This is legitimately one of the shortest things I've ever written, much less posted on this site. Ah, to write at four in the morning... I might expand on this later on, or I might just use it as fodder for some other story. Who knows. Anyway, you know the drill; read, review if you wanna, maybe profess your undying love for me if you're into that.

-Daka


Leaving that island was supposed to be the start of our healing. We were safe, so it could only get better from there. We spent a week on the cramped trawler, taking turns at the helm while the rest took shelter in the cabin. Well, Jonas and Reyes took turns. Reyes threatened to use "old school sedation" on me if I even tried to take a shift behind the wheel.

Sam, meanwhile, was tasked with tending to my wounds with what little medicine we had until we reached proper facilities. At the end of the sixth day on the small boat, three days after the tank had bottomed out and two since we had run out of fresh water, we were finally lucky enough to be picked up by a Japanese Coast Guard vessel. By that time, the holes in my abdomen had become pustulant and the fever had begun to tear at my sanity.

When I awoke in the hospital two weeks later, I saw the damage the island had wrought for the first time. Sam, the woman who had never held onto a somber mood for any length of time, was hunched over in her chair, clothes draped loosely over her body and skin stretched tight across her bones.

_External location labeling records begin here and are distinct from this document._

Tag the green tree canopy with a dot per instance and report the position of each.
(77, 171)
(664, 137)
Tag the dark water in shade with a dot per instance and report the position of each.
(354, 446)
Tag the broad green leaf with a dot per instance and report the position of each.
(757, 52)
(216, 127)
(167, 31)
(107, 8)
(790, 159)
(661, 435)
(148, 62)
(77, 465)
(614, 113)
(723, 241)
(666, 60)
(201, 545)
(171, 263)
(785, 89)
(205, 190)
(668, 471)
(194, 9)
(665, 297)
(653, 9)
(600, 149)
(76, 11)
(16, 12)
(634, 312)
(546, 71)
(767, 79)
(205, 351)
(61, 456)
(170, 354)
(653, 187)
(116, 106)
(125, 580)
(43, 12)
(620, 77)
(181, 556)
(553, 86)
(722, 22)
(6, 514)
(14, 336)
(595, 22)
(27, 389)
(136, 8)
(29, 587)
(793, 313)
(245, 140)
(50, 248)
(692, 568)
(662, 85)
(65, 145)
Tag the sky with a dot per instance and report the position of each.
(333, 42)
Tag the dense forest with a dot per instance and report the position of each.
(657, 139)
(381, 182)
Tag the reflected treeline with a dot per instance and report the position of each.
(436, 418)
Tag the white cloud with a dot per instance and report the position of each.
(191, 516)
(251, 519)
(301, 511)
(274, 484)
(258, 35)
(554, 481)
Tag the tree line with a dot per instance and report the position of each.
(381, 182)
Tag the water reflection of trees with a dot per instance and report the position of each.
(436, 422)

Even in her sleep, she flinched at every sound that happened to leaked past the heavy door, and when the door eventually creaked open, I'd have to have been blind to miss the way her eyes sprung open and zeroed in on whatever possible threat had startled her awake.

From there, I was prescribed a dizzying list of painkillers, sedatives, and antibiotics that I needed a chart to keep straight. And Sam was there the whole time, leaning against me or holding my hand, rarely relinquishing physical contact and never out of sight longer than the few minutes it took to use the restroom. I was able to coax her into eating more and she started to gain the weight she'd lost since landing on Yamatai. The colour came back to her skin. The medications kept me from dreaming. For a moment, I was almost able to convince myself we would be fine.

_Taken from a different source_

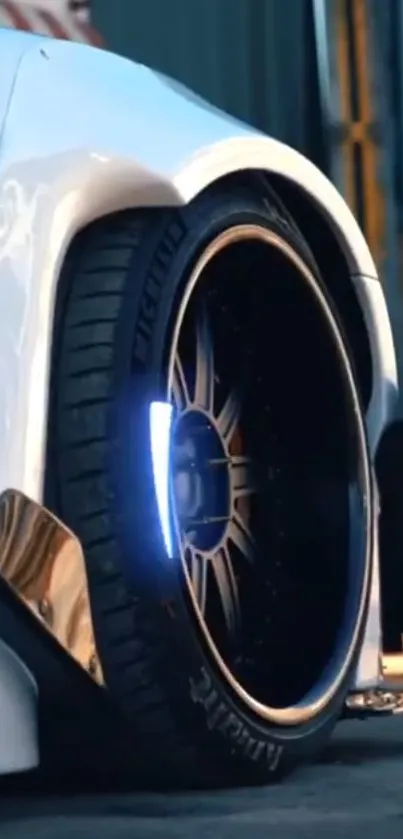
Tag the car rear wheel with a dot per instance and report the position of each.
(229, 630)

Then we were questioned, separately, and with her out of my sight, the first ghost of unease was all it took.

"Can you state your name for the record?"

"'s Sam…"

"Ma'am, we need yo-"

"Where is Sam?"

"Miss Cr-"

"Tell me where she is!"

"Stop her!"

"SAM!"

The last thing I saw before the electricity began coursing through me was the fresh blood splashed across my knuckles. I think that was when I truly realized that those wounds in our souls, the ones we had so hurriedly bandaged without bothering to clean, had become septic from our neglect.